Hlophe’s confidant and University of Cape Town administrator Paul Ngobeni told the M&G that Hlophe’s team will not only argue bias but that the hearings had not been properly constituted because of the exclusion of Justice Minister Enver Surty.
Surty recused himself on the grounds that he facilitated settlement talks between Hlophe and the 13 Constitutional Court judges who laid a complaint against Hlophe last year.
Hlophe’s team will use a legal opinion the JSC commissioned last June from Cape-based senior counsel Owen Rogers on how JSC hearings should be constituted.
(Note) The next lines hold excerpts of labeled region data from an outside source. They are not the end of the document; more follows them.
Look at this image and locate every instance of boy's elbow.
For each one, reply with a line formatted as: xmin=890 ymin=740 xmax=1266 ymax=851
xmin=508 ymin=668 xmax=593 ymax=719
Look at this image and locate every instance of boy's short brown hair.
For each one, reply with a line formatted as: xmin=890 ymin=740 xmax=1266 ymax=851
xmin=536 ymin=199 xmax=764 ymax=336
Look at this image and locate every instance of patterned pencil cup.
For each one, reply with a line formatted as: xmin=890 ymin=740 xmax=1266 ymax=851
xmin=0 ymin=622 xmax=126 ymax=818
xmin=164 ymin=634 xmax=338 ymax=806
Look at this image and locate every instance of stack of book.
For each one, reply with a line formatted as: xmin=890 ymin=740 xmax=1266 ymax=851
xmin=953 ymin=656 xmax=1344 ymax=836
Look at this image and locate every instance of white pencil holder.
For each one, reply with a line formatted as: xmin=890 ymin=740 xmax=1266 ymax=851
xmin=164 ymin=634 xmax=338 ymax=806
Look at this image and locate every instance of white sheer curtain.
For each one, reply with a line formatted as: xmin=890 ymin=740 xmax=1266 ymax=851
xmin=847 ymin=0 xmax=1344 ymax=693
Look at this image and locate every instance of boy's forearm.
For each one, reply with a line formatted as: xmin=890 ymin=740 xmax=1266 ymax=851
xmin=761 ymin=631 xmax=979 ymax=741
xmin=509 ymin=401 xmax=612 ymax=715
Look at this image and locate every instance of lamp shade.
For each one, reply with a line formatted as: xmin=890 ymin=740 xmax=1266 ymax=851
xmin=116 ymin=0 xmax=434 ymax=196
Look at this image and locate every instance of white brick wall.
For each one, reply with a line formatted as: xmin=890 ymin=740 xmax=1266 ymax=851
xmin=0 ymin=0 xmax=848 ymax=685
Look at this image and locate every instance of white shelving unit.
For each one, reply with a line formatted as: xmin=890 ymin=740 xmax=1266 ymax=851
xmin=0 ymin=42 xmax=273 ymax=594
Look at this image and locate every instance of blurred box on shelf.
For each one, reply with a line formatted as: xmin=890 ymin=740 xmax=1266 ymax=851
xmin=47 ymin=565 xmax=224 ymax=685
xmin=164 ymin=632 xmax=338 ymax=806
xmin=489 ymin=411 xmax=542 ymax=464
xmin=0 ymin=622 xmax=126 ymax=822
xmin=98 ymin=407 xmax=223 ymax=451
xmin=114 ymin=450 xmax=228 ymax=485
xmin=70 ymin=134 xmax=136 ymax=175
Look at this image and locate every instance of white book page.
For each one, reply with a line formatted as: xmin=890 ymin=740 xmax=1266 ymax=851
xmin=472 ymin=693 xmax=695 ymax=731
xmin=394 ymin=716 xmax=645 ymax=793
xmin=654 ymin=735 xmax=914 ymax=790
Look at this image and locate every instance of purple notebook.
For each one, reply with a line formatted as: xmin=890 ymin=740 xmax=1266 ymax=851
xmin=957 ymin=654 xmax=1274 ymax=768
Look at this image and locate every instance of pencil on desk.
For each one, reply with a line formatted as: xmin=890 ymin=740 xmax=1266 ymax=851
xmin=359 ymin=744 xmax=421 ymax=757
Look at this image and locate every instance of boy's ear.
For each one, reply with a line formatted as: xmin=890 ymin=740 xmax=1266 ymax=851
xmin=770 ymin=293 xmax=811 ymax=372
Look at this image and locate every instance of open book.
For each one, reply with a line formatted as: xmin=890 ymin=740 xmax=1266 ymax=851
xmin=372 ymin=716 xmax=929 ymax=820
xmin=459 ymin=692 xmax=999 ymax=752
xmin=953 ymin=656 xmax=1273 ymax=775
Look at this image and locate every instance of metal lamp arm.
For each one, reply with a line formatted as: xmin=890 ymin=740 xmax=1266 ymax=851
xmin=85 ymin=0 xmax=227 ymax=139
The M&G has seen Rogers’s written opinion, which was originally commissioned to explain the legal implications of both Chief Justice Pius Langa’s and Deputy Chief Justice Dikgang Moseneke’s inability to chair the hearing into Hlophe.
On that point, Rogers wrote that it would be ”patently absurd if the JSC were precluded from dealing with a matter simply because neither the Chief Justice nor his Deputy were able to participate”.
But regarding the participation of other JSC members, Rogers referred to the ”prima facie position that the JSC can perform its functions only if all the current incumbents participate … Accordingly, while I think it would be highly desirable for the legislation to be amended to permit the JSC to function by reduced quorum, I must conclude that this is currently not permissible.”